Trading sentiment is most effective when retail traders are running counter trend, meaning that they are heavily leaning against established market trends and in increasingly large numbers. Additionally, once big sentiment skews build it can be a powerful sign that the retail crowd are being too one-sided.
Typically, market sentiment readings for an instrument that has reached around 75 to 80 percent is considered to be at an extreme level, while market sentiment readings over 80 to 95 percent is often a strong indication that the trade could be topping or about to reverse at any time.
I will now look at the strongest sentiment bias amongst the retail crowd right now.

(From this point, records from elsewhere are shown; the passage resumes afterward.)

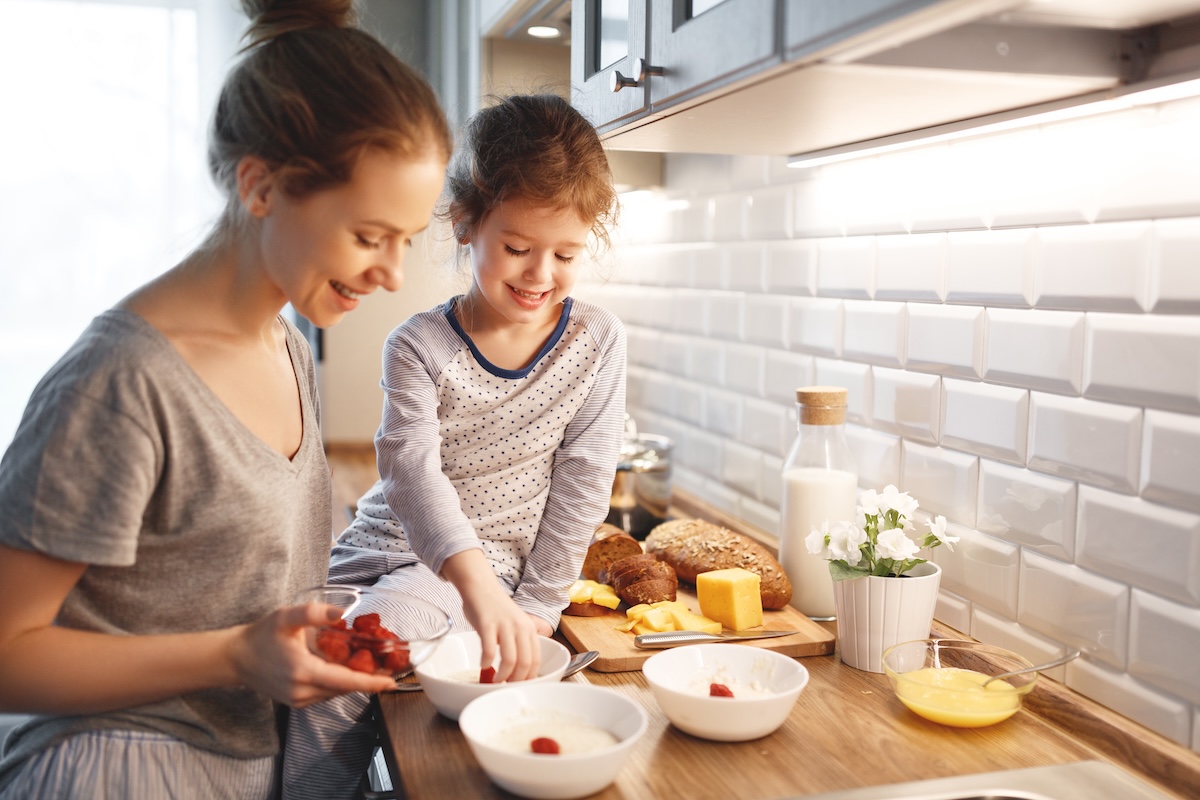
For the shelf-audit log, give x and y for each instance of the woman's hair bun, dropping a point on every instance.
(270, 18)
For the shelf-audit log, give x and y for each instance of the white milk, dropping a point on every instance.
(813, 495)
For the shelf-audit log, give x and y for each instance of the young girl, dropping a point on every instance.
(503, 417)
(167, 495)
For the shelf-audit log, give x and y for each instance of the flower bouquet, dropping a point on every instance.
(876, 542)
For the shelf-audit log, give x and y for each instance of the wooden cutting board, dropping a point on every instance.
(618, 654)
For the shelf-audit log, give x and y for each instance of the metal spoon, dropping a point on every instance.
(577, 662)
(1057, 662)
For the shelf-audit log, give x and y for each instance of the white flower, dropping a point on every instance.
(817, 542)
(894, 545)
(937, 530)
(895, 500)
(845, 541)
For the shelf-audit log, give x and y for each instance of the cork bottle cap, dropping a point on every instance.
(822, 404)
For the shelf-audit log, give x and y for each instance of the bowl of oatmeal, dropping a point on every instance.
(552, 741)
(725, 692)
(451, 677)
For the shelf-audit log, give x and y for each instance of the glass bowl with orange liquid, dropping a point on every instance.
(943, 680)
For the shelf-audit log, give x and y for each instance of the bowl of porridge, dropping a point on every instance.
(451, 677)
(725, 692)
(553, 741)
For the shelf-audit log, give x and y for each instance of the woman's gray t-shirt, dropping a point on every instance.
(127, 462)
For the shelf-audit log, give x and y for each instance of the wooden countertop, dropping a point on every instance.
(846, 731)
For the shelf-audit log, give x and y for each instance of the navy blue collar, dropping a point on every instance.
(491, 367)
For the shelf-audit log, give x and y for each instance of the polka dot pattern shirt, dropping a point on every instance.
(519, 463)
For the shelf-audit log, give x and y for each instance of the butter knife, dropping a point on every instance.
(672, 638)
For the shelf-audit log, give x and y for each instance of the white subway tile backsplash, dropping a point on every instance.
(990, 627)
(1035, 349)
(1141, 543)
(1143, 360)
(815, 325)
(706, 360)
(1093, 268)
(784, 373)
(1075, 607)
(1164, 639)
(943, 481)
(689, 312)
(1175, 272)
(983, 419)
(730, 216)
(1170, 459)
(946, 340)
(1029, 509)
(845, 268)
(766, 319)
(1085, 440)
(742, 468)
(724, 314)
(981, 567)
(856, 378)
(791, 266)
(744, 266)
(990, 268)
(767, 426)
(876, 455)
(1125, 695)
(907, 403)
(744, 367)
(910, 266)
(769, 214)
(874, 332)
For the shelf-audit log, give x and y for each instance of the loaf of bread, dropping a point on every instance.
(609, 543)
(694, 546)
(642, 578)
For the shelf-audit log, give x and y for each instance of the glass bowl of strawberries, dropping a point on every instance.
(382, 631)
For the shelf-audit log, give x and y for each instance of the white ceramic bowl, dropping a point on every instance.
(765, 686)
(445, 675)
(579, 707)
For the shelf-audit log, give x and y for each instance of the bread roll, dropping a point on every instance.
(609, 543)
(694, 546)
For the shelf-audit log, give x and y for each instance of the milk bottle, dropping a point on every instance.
(820, 485)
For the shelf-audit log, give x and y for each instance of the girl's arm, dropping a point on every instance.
(46, 668)
(580, 488)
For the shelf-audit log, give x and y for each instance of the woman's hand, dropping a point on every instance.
(502, 625)
(271, 657)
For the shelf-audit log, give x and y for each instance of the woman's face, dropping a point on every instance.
(525, 262)
(328, 250)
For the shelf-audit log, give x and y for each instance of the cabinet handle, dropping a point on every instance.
(617, 82)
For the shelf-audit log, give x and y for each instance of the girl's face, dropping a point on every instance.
(330, 248)
(525, 260)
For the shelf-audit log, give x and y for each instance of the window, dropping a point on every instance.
(105, 182)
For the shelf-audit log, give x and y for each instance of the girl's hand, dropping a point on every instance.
(502, 625)
(273, 657)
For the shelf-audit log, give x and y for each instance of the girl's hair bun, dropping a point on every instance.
(270, 18)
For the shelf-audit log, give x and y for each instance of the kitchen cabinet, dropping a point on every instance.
(781, 77)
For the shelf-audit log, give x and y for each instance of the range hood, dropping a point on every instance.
(953, 62)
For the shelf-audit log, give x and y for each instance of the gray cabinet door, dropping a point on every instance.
(598, 50)
(731, 40)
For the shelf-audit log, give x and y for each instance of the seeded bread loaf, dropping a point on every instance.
(609, 543)
(694, 546)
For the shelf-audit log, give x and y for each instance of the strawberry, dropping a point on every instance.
(361, 661)
(544, 745)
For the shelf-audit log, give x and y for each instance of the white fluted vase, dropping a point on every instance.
(875, 613)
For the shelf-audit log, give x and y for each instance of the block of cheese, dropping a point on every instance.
(731, 596)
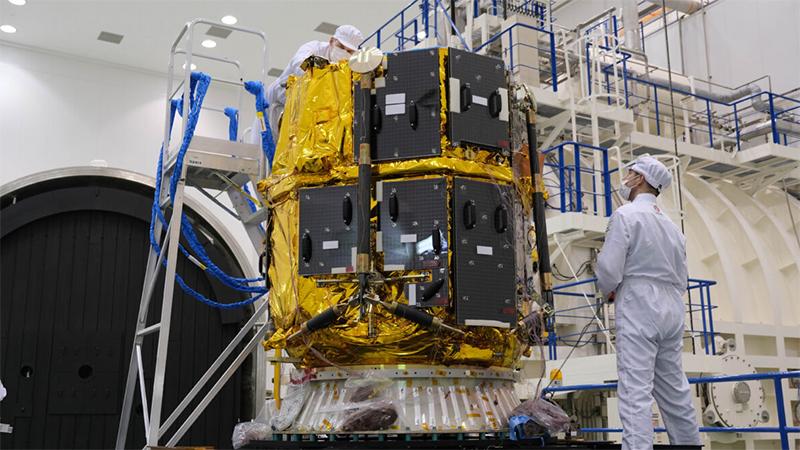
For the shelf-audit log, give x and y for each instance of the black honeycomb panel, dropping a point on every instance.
(411, 83)
(333, 241)
(474, 125)
(483, 257)
(420, 211)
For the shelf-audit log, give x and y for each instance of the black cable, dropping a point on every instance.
(791, 215)
(580, 336)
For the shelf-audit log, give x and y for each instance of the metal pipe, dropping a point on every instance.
(684, 6)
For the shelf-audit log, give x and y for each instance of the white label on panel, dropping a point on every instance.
(455, 97)
(486, 323)
(406, 238)
(392, 99)
(478, 100)
(484, 250)
(395, 110)
(504, 102)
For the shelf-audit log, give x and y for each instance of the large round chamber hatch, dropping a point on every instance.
(74, 251)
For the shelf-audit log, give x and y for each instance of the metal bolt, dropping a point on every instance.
(741, 392)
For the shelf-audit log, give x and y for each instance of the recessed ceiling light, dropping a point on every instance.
(113, 38)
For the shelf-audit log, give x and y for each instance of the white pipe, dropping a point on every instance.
(630, 23)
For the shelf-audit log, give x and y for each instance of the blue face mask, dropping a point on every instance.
(625, 192)
(338, 54)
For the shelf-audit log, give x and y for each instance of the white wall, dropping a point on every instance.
(746, 40)
(59, 111)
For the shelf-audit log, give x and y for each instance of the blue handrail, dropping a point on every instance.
(782, 429)
(570, 183)
(703, 287)
(511, 65)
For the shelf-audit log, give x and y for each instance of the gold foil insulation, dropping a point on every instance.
(315, 148)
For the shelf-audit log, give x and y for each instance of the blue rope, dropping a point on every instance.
(196, 98)
(240, 284)
(267, 143)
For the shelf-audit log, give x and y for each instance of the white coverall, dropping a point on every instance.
(276, 92)
(643, 261)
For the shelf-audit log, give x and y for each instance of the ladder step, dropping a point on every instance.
(149, 330)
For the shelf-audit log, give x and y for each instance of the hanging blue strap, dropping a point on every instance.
(267, 143)
(233, 122)
(198, 88)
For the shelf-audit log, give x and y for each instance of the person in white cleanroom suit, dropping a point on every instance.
(642, 267)
(341, 45)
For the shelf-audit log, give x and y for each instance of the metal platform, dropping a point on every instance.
(460, 442)
(211, 163)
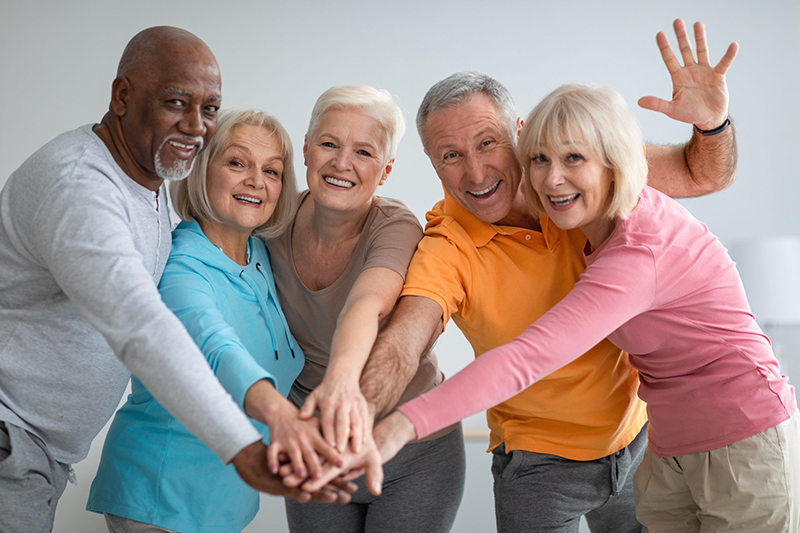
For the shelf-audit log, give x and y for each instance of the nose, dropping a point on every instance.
(473, 169)
(342, 160)
(193, 123)
(254, 178)
(555, 174)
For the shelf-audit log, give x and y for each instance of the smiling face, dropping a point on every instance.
(244, 182)
(168, 110)
(574, 186)
(345, 159)
(473, 153)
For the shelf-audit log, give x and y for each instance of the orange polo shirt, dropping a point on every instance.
(495, 281)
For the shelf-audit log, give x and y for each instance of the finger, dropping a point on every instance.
(309, 406)
(353, 474)
(356, 432)
(344, 485)
(296, 459)
(727, 60)
(342, 428)
(374, 474)
(273, 460)
(311, 460)
(299, 495)
(329, 472)
(702, 44)
(325, 496)
(683, 42)
(653, 103)
(673, 66)
(328, 452)
(327, 423)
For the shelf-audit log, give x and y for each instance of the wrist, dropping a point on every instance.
(708, 130)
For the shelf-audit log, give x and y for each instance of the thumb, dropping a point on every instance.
(374, 474)
(309, 406)
(654, 103)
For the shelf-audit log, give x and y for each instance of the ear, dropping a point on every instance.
(120, 95)
(386, 172)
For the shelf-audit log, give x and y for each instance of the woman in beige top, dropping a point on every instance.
(339, 270)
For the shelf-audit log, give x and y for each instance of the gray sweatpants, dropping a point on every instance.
(422, 489)
(540, 493)
(31, 482)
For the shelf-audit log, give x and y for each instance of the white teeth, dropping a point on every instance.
(337, 182)
(248, 199)
(181, 145)
(485, 191)
(563, 200)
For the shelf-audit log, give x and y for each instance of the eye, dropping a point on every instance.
(272, 172)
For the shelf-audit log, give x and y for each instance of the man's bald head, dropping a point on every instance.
(164, 104)
(153, 45)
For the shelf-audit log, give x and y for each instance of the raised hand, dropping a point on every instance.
(699, 91)
(300, 440)
(251, 465)
(368, 461)
(344, 414)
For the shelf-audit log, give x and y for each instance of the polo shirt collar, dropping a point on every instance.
(482, 232)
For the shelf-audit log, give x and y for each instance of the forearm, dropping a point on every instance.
(354, 337)
(703, 165)
(394, 360)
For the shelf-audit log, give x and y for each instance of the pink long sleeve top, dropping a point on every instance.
(663, 288)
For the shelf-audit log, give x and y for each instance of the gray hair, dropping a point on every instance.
(599, 117)
(454, 89)
(190, 196)
(369, 101)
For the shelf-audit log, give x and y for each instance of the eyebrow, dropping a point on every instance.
(186, 92)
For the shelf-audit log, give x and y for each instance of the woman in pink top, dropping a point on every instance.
(723, 430)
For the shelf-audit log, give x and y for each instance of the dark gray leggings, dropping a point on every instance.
(421, 492)
(540, 493)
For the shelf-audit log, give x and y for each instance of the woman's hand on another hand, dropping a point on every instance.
(344, 414)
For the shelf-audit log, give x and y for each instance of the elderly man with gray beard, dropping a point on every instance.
(84, 236)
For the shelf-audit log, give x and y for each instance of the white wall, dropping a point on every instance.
(57, 61)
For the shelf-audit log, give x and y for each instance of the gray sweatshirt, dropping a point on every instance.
(82, 248)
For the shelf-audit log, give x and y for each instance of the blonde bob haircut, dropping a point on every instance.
(599, 119)
(369, 101)
(190, 196)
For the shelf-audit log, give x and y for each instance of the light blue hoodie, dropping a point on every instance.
(152, 469)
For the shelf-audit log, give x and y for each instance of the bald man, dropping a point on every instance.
(84, 236)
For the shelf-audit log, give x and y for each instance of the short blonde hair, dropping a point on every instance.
(600, 118)
(190, 196)
(369, 101)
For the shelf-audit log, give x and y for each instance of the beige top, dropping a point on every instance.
(389, 239)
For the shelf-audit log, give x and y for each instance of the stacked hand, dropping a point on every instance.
(699, 91)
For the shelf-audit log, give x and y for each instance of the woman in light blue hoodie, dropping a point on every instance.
(218, 281)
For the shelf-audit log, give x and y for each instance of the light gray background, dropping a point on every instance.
(57, 61)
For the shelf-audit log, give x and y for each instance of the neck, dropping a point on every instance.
(232, 243)
(332, 226)
(110, 132)
(520, 216)
(598, 231)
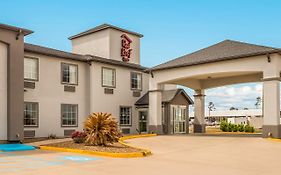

Some of the sentiment skews suggest that current price trends in FX, stocks, and precious metals are breaking point and big moves may be nearing.
EURJPY – Short squeeze
According to the ActivTrader Market Sentiment tool shows a large majority of traders are still bearish towards the EURJPY, which hints at a massive, short squeeze after the recent BOJ policy decision.
The ActivTrader Market Sentiment tool shows that only 325percent of traders are expecting more upside in the single currency against the Japanese currency decision.
It should be noted that the EURJPY pair has rallied substantially after the BOJ decision and this sentiment metric is extremely bullish for the EURJPY pair.
GBPJPY – Bears crushed
The ActivTrader market sentiment tool shows that 27 percent of traders are bullish towards the GBPJPY as the pair starts to go parabolic after the recent Bank of Japan monetary policy decision.
The sentiment bias certainly alludes to more upside trading, however, it is important to state that 73 percent bullish sentiment is reaching extreme levels and a slight unwinding may happen soon.
I think we also have to consider that the USDJPY is probably overbought and that trade is becoming quite crowded now.
USDJPY – The flipping
Market sentiment towards the USDJPY has seen a big change since early week as the risk sensitive pair rallies from 128.00 to 131.50.
The ActivTrader market sentiment tool showing that 57 percent of traders currently bullish towards the USDJPY currency pair right now. 91 percent of traders were bullish at the start of the week.
I think it is worth noting that retail was actually right about this trade at the start of the week. However, they have cashed or taken quite significantly already.